Pleasingly, in response to consultations to date and reflecting international best practice, it’s certain that both the legislation and the final standard will require a company to disclose a transition plan.

The credibility of these transition plans will be supported by the national sectoral emissions reduction pathways and the sustainable finance taxonomy sustainability objectives, that will provide consistent metrics to assess alignment between investment activities and good sustainability outcomes.

And, as different best practice frameworks mature, transition plans will need to meet internationally-aligned credibility standards that can support a 1.5°C pathway.

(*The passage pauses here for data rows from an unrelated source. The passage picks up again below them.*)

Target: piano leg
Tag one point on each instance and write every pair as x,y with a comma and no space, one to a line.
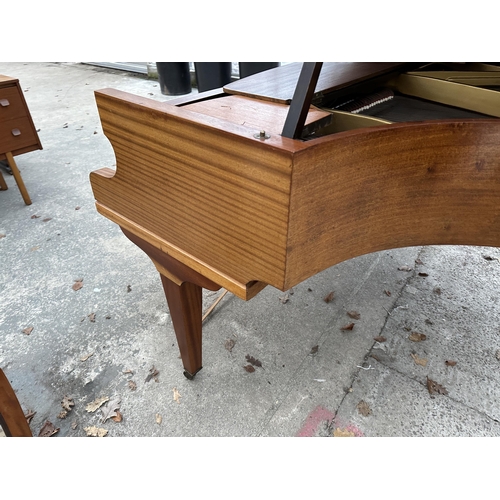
183,290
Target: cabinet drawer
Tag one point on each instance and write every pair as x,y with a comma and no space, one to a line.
11,104
16,134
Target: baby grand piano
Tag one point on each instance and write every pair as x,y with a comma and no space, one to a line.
283,174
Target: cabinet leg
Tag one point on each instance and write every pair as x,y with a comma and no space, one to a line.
185,305
19,179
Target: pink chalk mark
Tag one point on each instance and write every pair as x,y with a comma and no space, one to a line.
313,420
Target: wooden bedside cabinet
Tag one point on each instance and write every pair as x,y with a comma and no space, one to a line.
17,131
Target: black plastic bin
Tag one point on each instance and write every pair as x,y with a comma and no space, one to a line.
251,68
174,78
212,75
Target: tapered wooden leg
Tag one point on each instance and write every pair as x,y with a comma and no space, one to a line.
12,418
19,179
185,303
3,184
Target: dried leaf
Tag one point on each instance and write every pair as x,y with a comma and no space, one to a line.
229,344
77,285
95,431
417,337
489,257
434,387
92,407
364,409
48,429
67,403
109,410
153,374
349,326
29,415
177,396
343,433
253,361
419,361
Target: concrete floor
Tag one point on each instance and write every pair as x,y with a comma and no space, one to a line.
316,379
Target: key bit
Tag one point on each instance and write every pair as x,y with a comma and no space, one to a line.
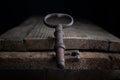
59,44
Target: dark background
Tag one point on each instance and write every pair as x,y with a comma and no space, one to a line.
103,13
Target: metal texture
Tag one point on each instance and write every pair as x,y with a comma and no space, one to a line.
59,44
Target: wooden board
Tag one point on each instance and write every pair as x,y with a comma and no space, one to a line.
46,60
13,40
80,35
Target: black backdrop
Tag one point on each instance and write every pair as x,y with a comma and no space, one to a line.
104,13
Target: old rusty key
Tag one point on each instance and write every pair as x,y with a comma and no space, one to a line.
59,44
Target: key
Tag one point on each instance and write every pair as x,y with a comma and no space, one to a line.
59,44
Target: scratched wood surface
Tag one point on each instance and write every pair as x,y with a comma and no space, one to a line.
46,60
33,35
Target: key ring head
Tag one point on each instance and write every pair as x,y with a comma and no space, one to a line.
58,15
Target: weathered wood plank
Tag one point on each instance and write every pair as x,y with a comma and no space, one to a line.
60,74
12,40
46,60
79,36
34,35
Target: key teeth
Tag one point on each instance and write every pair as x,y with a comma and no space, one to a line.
61,65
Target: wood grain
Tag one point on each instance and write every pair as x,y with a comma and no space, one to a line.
46,60
33,35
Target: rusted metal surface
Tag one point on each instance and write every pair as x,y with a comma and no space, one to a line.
59,44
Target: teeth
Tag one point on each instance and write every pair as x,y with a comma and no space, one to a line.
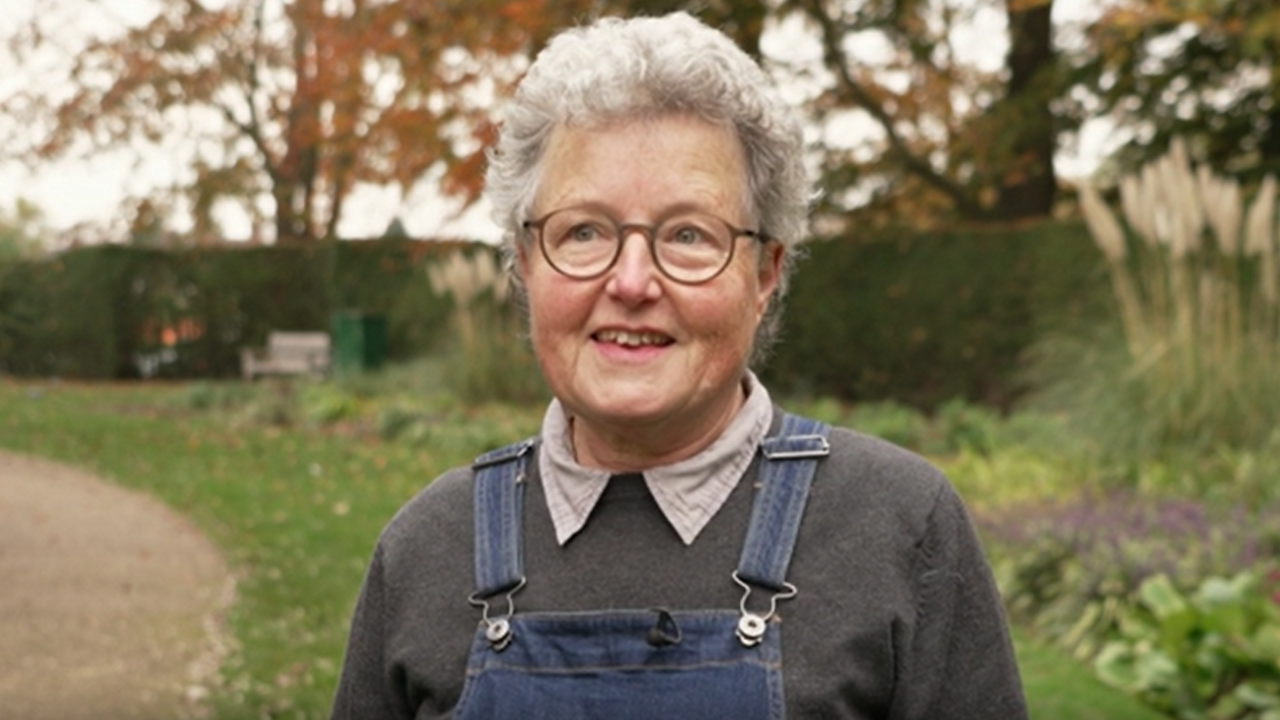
632,340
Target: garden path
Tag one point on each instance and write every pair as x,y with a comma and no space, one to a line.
110,602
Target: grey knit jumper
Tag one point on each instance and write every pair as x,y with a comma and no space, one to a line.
896,616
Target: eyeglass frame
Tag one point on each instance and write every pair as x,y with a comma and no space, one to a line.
650,236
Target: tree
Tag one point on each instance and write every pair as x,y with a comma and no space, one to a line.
291,103
1207,71
954,139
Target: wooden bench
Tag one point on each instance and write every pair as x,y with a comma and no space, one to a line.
287,354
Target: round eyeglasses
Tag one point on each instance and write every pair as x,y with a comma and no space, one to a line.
688,247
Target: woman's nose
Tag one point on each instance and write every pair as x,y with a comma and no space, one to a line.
635,273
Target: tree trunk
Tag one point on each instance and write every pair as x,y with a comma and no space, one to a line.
1029,186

Examples include the recently launched VCMI Claims Code of Practice for the voluntary carbon market and the evolving work of the International Organization for Standardisation (ISO) Net Zero Guidelines.

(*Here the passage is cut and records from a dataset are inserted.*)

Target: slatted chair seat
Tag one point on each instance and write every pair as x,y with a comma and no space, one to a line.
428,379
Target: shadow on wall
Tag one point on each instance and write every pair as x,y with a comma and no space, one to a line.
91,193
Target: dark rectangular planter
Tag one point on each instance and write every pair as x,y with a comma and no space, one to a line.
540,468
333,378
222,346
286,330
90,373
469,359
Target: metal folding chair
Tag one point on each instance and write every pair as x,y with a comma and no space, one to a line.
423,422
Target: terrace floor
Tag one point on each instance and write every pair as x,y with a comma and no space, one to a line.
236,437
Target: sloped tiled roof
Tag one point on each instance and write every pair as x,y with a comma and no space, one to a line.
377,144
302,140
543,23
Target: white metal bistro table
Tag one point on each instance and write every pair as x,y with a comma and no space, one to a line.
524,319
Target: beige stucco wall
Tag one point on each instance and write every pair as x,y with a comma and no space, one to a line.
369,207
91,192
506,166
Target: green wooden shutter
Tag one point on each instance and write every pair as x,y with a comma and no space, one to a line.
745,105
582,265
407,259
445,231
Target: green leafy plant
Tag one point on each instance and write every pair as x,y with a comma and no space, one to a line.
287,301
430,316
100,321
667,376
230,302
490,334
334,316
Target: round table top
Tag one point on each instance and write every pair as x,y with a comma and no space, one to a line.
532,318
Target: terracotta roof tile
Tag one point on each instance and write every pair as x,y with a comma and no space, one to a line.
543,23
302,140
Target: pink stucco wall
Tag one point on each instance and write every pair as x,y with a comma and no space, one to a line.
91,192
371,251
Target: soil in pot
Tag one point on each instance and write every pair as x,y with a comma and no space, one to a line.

From discussions with the business community so far, it’s been reassuring to hear that many are undaunted by the task of preparing high-quality transition plans, which describe their climate change strategy, targets, and actions.

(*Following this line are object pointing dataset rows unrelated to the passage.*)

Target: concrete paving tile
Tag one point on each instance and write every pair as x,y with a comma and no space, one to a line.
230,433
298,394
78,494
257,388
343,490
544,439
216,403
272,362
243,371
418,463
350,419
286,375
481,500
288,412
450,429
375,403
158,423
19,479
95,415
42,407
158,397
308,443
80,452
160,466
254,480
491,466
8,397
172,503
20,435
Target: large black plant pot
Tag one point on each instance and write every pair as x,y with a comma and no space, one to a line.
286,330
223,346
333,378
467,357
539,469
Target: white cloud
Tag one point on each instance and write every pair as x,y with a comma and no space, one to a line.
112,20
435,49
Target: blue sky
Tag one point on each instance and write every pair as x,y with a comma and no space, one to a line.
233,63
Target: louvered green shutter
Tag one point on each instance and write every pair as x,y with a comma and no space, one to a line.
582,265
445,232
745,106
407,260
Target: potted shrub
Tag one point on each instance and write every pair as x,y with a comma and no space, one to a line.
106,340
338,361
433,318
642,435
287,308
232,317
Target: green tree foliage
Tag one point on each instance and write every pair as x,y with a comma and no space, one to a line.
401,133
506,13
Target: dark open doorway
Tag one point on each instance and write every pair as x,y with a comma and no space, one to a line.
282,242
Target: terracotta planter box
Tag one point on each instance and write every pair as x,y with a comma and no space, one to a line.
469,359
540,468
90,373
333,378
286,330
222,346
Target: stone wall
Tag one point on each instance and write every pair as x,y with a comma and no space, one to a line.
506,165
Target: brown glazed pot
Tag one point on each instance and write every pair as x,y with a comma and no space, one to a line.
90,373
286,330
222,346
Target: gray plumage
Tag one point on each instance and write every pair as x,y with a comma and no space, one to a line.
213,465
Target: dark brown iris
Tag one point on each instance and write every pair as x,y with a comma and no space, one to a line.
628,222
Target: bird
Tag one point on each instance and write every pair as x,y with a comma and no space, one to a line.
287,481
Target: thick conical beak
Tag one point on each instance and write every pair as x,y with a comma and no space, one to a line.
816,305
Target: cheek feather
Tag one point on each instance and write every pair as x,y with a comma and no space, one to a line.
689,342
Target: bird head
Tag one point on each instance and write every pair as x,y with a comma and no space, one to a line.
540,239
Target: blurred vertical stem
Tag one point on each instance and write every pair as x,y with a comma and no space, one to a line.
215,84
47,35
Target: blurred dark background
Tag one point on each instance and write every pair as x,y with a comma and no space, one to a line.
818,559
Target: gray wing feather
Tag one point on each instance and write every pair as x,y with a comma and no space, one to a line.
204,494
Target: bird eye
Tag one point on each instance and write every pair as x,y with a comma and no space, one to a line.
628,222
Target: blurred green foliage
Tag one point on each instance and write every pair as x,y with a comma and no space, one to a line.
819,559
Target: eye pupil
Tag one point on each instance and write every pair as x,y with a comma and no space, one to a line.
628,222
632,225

These companies rightly view transition plans as a way of demonstrating they are economic leaders, with the aim of attracting transition finance and taking advantage of the seismic green economy opportunities.

It’s true that some other businesses are saying things are moving too quickly.

Companies tempted to drag their feet in the preparation of transition plans, or to cut corners when preparing them, should be aware that such an approach carries significant risks, in reputational and commercial terms.

Transition plans will quickly become a key determinant of where global capital is directed – and of where investor and activist attention is focused.

Investors, customers, regulators and activists will be able to compare a company’s transition efforts with those of its peers, and with other parts of the economy, with a degree of precision not previously possible.

The UK Transition Plan Taskforce (TPT) disclosure framework provides an excellent place to start for companies preparing their first transition plan, or about to embark on a plan refresh.

Established by the UK government in the wake of the COP26 climate talks in Glasgow, the TPT disclosure framework is intended to provide a global “gold standard” for transition plans, that aligns with the ISSB standards.

When preparing a transition plan, decarbonisation should be the absolute priority, with due consideration given to how you plan to transition away from fossil fuels, address financed emissions and meaningfully invest in R&D and the commercial deployment of renewable energy, energy efficiency and clean technologies

However, it’s crucial not just to see it as identifying and describing changes needed within your company’s own operations.

A transition plan should also recognise the interdependencies between your company and the economies and communities in which you operate.

For that reason, when preparing your plan, you should carefully examine your relationship with suppliers, the impact of the products and commodities that you sell to your customers, and the approach you take when talking to governments about policy.

Preparing a transition plan also provides an opportunity to connect better to local communities, as you assess physical climate risks in areas where you operate.

It can also help you to better understand the natural environments on which you depend and impact, a critical dimension given the rise of the nature positive paradigm for companies.

In addition, you should examine opportunities to work with partner businesses and utilities for mutual benefit.

And you should consider how you can most usefully finance abatement actions elsewhere in the Australian economy or overseas, by purchasing high integrity carbon credits.

The process of preparing transition plans has its challenges – a key one being a shortage of the experts required to develop and assure them.

But ultimately the benefits of having a high quality transition plan will far outweigh the costs and complexities of preparing it.

It won’t guarantee universal acclaim for your decarbonisation approach. But it will ensure there is a common understanding of what you are doing – and that is vital, given the speed at which we must make major changes to the way we do business.

Kurt Winter is the Carbon Market Institute’s director of corporate transition.